A partir de là, on peut déterminer qu'il y aura deux sortes de disciples.
Ceux qui sont fragiles, qui seront en apparence "favorisés", car ils recevront des transmissions et participeront à la terre pure du gourou, moyennant l'abandon de leurs ambitions individuelles et une vie de "service". Ils obtiendront une "réalisation par participation", c'est-à-dire qu'ils trouveront le bonheur mais ne développeront pas la capacité de mener d'autres êtres hors du samsara.

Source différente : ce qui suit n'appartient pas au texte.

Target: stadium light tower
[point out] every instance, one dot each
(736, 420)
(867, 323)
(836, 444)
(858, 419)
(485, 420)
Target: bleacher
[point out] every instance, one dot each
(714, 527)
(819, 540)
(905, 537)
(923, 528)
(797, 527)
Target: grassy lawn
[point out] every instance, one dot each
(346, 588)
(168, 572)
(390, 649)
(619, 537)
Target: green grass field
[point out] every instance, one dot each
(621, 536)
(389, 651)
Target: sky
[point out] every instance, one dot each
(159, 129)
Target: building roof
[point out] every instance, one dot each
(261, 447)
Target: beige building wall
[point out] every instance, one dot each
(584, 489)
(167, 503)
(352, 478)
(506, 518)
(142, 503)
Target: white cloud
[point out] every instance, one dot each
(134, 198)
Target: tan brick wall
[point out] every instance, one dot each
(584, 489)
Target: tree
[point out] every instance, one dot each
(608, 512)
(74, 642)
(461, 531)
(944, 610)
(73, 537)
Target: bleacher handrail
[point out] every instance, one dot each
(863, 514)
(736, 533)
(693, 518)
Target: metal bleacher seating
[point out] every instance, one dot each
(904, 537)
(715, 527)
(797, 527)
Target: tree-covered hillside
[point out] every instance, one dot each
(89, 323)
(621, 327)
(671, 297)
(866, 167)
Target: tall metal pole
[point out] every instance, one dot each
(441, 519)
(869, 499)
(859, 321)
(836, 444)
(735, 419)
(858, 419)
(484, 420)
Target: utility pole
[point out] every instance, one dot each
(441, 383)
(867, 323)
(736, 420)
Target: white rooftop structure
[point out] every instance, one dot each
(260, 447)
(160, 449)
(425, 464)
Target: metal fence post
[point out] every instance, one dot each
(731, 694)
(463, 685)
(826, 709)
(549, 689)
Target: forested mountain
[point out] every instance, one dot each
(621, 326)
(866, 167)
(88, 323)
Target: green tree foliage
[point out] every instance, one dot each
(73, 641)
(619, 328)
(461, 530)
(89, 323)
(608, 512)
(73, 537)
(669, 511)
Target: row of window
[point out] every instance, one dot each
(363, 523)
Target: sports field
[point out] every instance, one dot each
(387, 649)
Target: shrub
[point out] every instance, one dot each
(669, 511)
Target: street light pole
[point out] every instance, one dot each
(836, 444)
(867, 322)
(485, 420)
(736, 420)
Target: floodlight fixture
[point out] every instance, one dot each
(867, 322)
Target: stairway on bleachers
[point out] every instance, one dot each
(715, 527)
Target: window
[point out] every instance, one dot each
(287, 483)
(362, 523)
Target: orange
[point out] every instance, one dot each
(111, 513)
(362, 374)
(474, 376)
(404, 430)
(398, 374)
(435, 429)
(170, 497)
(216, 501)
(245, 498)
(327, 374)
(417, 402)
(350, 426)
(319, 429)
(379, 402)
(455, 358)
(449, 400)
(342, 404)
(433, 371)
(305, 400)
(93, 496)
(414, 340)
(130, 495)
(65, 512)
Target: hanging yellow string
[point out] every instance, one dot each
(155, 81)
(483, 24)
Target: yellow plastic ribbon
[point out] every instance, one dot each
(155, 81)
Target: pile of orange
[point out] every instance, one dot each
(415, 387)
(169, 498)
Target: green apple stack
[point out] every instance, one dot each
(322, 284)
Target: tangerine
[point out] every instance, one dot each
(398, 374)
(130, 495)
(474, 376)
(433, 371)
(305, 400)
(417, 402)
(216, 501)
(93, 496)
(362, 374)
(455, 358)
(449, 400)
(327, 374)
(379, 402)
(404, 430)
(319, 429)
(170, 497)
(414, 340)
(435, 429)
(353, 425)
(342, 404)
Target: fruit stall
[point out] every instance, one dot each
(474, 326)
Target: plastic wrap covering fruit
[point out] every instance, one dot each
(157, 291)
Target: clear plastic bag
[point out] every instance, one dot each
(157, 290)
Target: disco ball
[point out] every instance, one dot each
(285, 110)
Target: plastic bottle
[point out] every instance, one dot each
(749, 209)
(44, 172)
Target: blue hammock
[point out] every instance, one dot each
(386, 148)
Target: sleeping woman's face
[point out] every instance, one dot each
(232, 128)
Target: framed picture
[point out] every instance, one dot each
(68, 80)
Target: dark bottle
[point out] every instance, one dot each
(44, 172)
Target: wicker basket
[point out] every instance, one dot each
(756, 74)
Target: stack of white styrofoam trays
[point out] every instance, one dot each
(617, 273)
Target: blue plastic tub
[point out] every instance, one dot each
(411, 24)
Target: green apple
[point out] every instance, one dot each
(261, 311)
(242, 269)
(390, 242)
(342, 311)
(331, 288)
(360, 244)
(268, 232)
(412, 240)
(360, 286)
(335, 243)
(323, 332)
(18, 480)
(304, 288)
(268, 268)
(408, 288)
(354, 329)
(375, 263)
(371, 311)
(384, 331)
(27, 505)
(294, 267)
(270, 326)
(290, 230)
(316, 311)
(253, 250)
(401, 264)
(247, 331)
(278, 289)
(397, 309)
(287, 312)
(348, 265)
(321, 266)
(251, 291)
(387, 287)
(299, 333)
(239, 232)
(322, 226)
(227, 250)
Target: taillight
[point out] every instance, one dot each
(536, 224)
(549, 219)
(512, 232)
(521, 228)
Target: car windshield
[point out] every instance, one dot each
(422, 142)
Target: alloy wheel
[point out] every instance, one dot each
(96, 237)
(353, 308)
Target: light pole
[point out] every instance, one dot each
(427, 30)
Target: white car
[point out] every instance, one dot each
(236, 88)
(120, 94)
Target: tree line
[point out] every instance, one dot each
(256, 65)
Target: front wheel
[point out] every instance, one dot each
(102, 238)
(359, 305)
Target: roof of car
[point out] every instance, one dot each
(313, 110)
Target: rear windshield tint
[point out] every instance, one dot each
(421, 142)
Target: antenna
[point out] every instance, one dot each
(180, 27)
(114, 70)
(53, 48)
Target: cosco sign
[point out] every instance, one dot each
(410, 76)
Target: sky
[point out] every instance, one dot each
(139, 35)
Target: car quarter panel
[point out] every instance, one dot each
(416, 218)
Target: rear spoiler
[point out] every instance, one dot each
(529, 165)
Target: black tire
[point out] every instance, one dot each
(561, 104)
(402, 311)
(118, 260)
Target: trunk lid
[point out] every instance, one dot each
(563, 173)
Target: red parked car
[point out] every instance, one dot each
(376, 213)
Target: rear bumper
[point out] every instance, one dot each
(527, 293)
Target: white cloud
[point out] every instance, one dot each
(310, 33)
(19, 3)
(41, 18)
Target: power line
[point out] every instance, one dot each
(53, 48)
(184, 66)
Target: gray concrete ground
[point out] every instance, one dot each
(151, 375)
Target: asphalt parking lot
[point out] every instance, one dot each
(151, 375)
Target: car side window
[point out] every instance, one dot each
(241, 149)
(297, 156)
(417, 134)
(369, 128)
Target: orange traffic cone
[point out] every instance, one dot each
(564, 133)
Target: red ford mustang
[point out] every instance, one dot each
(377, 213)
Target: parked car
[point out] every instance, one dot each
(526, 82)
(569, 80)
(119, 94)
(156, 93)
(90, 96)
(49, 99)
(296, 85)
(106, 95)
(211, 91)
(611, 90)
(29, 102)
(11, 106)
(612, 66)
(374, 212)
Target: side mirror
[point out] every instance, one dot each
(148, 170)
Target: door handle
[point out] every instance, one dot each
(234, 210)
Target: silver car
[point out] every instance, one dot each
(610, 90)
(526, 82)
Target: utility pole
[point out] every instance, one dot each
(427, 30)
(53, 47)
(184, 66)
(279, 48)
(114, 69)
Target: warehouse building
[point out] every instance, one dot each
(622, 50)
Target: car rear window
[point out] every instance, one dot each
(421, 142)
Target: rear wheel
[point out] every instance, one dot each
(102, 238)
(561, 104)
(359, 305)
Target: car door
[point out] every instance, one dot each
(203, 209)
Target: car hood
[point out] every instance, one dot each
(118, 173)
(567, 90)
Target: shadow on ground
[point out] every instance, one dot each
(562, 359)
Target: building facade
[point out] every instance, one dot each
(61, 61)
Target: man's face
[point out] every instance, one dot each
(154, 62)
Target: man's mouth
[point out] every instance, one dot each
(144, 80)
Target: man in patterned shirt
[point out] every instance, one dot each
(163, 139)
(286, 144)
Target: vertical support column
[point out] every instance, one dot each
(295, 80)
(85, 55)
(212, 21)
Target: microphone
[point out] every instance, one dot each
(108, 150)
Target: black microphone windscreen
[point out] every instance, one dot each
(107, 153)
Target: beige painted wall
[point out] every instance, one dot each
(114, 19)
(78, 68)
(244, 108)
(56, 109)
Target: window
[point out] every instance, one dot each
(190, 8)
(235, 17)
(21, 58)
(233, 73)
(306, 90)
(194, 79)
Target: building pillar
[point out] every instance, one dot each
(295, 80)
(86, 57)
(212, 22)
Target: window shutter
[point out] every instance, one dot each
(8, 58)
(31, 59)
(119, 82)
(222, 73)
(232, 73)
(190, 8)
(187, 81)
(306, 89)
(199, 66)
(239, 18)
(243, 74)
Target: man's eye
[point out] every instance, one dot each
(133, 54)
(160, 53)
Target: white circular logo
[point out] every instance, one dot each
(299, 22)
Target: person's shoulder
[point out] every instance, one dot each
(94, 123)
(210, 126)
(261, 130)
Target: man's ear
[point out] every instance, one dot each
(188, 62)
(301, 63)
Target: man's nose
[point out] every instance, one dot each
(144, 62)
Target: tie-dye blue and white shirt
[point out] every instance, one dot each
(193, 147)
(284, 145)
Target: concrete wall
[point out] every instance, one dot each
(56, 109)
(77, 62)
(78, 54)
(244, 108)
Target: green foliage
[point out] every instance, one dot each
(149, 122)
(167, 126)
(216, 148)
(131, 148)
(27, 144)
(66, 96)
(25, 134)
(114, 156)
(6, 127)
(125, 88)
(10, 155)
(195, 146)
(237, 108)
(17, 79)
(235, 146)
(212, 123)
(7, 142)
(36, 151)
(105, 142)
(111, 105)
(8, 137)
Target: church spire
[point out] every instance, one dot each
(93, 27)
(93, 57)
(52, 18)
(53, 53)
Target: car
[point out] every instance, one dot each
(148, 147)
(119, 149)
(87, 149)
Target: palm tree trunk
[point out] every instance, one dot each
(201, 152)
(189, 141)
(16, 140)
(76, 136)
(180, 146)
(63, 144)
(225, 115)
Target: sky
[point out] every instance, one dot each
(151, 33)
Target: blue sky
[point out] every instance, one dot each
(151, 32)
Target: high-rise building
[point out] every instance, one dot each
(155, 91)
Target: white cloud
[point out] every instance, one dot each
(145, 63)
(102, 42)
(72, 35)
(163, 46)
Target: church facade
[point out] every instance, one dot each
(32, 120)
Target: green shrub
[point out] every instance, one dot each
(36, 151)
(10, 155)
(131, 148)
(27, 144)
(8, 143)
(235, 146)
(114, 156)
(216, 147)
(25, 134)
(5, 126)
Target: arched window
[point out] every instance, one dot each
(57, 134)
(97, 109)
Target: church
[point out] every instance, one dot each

Ceux qui sont plus forts, c'est-à-dire dont il aura été déterminé qu'ils sont capable de développer une réalisation par eux-mêmes, et pas seulement par participation. Pour cela, l'ami spirituel sait qu'ils devront en passer par les mêmes choses que lui. Il leur faudra constater leur misère fondamentale, car il n'y a que cela qui peut les inciter à développer le courage et l'ouverture nécessaires, tout en abandonnant leur arrogance. Son rôle sera donc de les mettre dans des situations impossibles. On raconte des histoires de personne ayant perdu leur maison, leur femme, leur job... c'est tout à fait cela. C'est quand le disciple n'a plus que ses yeux pour pleurer qu'il peut se produire l'ouverture nécessaire, qu'il peut commencer à travailler sur les situations de sa vie (situations éventuellement provoquées par l'ami spirituel). Trungpa décrit fort bien la chose, qu'il s'agisse de Naropa, Marpa ou Milarepa. A chaquer fois, le disciple est conduit à ce qu'il appelle le non-espoir, et c'est là précisément que les enseignements peuvent avoir lieu. Avant ce point, ils seront récupérés par l'ego et ne pourront que favoriser le matérialisme sprituel, surtout chez les disciples au fort caractère.
Il ne s'agit nullement d'un processus "volontaire". C'est quelque chose qui se produit spontanément, car chaque caractère appelle un certain type de réponse. Lorsque l'élève est fragile et de bonne composition, c'est automatiquement l'aspect de la compassion paisible qui va s'élever, comme avec un jeune enfant qui a confiance. Il sera encouragé, recevra shakti et félicité. A l'inverse, lorsque l'élève est de fort caractère, avec un ego puissant (les deux vont ensemble), c'est automatiquement l'aspect courroucé qui se manifestera afin de détruire tous ses espoirs et de le mettre face à sa misère et à son impuissance. Les cas intermédiaires bénéficieront d'un traitement intermédiaire. Le cas le plus difficile, voire impossible, étant celui de l'élève fragile au caractère perverti (de type psychotique), ce sont ceux là qui font généralement les ratages retentissants et qui finissent mal. Mieux vaut les éloigner quand c'est possible.